In other words, we just experienced a massive increase in capacity.

Which feels very similar to what happens when a startup finds product-market fit and raises a round. The organization wakes up with more resources and more possibilities than its operating system was designed to handle.

When doing becomes easy, direction becomes hard

Historically, execution friction acted as a kind of stabilizer inside organizations. Work moved slowly enough that alignment problems surfaced early.

But when execution becomes cheap and fast, that natural feedback loop weakens.

Teams can build quickly without fully understanding how their decisions interact with others. Experiments compound before the broader implications are clear. Local optimizations spread through the system before anyone realizes they’re pulling the organization slightly off course.

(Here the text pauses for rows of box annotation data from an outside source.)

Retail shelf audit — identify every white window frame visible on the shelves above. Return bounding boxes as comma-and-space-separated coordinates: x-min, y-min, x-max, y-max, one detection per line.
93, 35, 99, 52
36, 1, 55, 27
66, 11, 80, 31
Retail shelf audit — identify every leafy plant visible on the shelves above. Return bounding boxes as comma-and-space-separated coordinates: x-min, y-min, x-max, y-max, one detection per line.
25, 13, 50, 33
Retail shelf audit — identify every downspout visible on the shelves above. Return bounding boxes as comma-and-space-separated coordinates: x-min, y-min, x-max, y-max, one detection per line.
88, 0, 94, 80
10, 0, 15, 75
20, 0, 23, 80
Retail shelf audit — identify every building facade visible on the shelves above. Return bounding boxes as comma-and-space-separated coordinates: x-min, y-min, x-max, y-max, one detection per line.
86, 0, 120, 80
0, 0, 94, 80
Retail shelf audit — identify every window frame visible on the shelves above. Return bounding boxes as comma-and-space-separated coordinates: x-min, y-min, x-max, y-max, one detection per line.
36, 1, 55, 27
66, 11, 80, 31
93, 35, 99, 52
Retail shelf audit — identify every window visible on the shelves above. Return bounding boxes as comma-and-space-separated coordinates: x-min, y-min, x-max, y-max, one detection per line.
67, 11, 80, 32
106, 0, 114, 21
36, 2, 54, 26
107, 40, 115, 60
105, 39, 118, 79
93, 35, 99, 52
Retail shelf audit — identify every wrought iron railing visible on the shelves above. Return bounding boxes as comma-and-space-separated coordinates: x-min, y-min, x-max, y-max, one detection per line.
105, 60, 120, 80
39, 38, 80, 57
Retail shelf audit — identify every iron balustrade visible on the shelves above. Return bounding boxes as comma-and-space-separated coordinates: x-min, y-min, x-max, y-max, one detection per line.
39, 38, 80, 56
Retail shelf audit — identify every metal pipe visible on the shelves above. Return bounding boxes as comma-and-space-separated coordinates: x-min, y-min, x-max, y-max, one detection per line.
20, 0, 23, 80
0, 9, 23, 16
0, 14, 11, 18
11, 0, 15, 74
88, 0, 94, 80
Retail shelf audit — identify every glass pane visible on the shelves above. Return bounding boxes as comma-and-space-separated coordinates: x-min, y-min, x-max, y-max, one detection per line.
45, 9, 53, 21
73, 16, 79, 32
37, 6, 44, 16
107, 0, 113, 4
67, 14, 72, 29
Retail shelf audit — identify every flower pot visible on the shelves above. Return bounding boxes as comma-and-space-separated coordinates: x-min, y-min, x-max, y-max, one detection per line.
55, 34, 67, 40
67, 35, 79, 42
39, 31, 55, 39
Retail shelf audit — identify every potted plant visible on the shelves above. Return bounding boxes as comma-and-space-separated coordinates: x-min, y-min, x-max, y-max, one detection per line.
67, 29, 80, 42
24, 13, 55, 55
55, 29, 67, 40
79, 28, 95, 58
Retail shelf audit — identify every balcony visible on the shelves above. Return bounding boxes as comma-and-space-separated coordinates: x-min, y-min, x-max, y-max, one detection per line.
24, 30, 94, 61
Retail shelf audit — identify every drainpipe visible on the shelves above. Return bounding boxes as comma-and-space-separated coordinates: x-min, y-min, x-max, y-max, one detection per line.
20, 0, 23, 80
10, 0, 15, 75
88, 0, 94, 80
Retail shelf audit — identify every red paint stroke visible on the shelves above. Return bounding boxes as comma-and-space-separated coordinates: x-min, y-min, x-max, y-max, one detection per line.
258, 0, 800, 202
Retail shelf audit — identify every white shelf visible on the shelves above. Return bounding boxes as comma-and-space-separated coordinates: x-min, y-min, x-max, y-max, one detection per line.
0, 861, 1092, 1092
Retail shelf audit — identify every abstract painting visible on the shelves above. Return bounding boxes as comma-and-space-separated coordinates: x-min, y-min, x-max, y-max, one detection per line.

From the inside, everything still looks productive. Work is happening. Output is increasing. Progress feels tangible.

But over time, small shifts accumulate. And by the time leaders notice, the organization may already be far from where it originally intended to go.

This is the same dynamic that makes the teenage stage of a company so volatile. Capability grows faster than coordination systems and waste grows.

The missing infrastructure

What this moment is revealing is that most companies were never built with strong infrastructure for maintaining shared direction.

We have systems for execution: project management tools, ticketing systems, documentation platforms.

We have systems for communication: chat, meetings, collaboration tools.

But for most organizations our infrastructure for observing how decisions actually evolve across the company over time is strategy slide decks and OKR planning sessions.

When direction changes, those shifts propagate quietly through dozens of downstream choices — product tradeoffs, roadmap adjustments, hiring priorities, messaging updates. Each decision makes sense locally, but the broader pattern is difficult to see while it’s happening.

So organizations rely on something fragile: human memory, scattered notes, and periodic alignment meetings. That approach worked when execution moved slowly. It breaks down when decisions (and change) happen faster than people can track them and reorient the whole.

The next phase of organizational maturity

As execution accelerates, the companies that thrive won’t simply be the ones that build the fastest. They’ll be the ones that can see their own direction clearly while they move and learn through their stumbles.

Leaders will need the ability to observe how decisions connect, how assumptions evolve, and how small shifts in reasoning ripple through the system over time. Not to control every decision. But to understand whether the organization is still heading where it believes it is.

Because when capability expands faster than coordination, the real challenge isn’t doing more. It’s steering well.

And right now, much of the tech industry is relearning what it means to do that.

In other words, the industry just entered puberty again. And like every teenager eventually discovers, growing faster isn’t the hard part. Learning what it means to go through that growth is.